If you live, as I do, in one of the nation's many housing markets that stand to take a beating at the hands of the well-intentioned Biggert-Waters flood reform act, news that the Senate passed a well-meaning flood reform fix on Friday seemed like Groundhog Day come early.
Rarely has so much hell been paved by so many good intentions.
This latest legislative bobble to be tossed like Mardi Gras beads to an anxious public would delay those heart-stopping flood rate increases on older, subsidized properties for four years while the Federal Emergency Management Agency verifies the accuracy of its new flood maps. It also would grandfather-in low rates for homeowners mapped into a flood zone for the first time or placed into higher-risk zones by remapping.
Insert huge asterisk: *if the House also approves it.
Deju vu all over again
Presumably, the Senate had to tag its bill with the warm and fuzzy title "Homeowner Flood Insurance Affordability Act of 2014" because to call it the "'Homeowner Flood Insurance Reform' Reform Act" would have sounded facetious, not to mention redundant.
Please excuse those of us in the line of fire if we don't burst into Seahawks-12th-man-style hysteria over this latest turn of events. Truth be told, our collective response more closely resembles Bill Murray's weatherman reaching incredulously for the morning alarm clock in "Groundhog Day." We have that sinking feeling that we're stuck in a time loop, and that at any moment, nerdy Ned Ryerson is going to sidle up and attempt to sell us life insurance. Again.
And indeed, we have been here before -- just days ago, when Congress slipped a contingency Mardi Gras necklace into its $1.1 trillion omnibus spending bill that would essentially tie FEMA's hands by preventing enforcement of the flood rate hikes through September.
The battle lines
If you're keeping track, here's who favors and who opposes the latest Senate gesture:
For: Independent Insurance Agents & Brokers of America (or "Big I"); American Bankers Association; National Association of Professional Insurance Agents.
Opposed: National Association of Mutual Insurance Companies; Property Casualty Insurers Association of America; SmarterSafer.org, a coalition of environmental taxpayer, housing and insurance groups.

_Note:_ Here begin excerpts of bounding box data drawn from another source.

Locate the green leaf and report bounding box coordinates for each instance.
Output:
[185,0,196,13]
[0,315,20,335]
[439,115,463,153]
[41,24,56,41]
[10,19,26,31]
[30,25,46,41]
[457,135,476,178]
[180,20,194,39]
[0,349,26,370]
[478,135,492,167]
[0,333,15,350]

Oh, and while President Barack Obama stopped short of threatening to veto this warm-fuzzy, he's no fan of this fix either.
Not that it stands much chance of actually reaching his desk. House Speaker John Boehner (R-Ohio) has made perfectly clear that flood reform ranks well below euthanizing puppies on the House to-do list this term.
And so we wait, caught in a government-gridlock Groundhog Day, with little chance of escape in this, an election year. Meanwhile, middle-class homeowners can't sell their homes, looky-loos are looking elsewhere and somehow it all feels like 2009 all over again.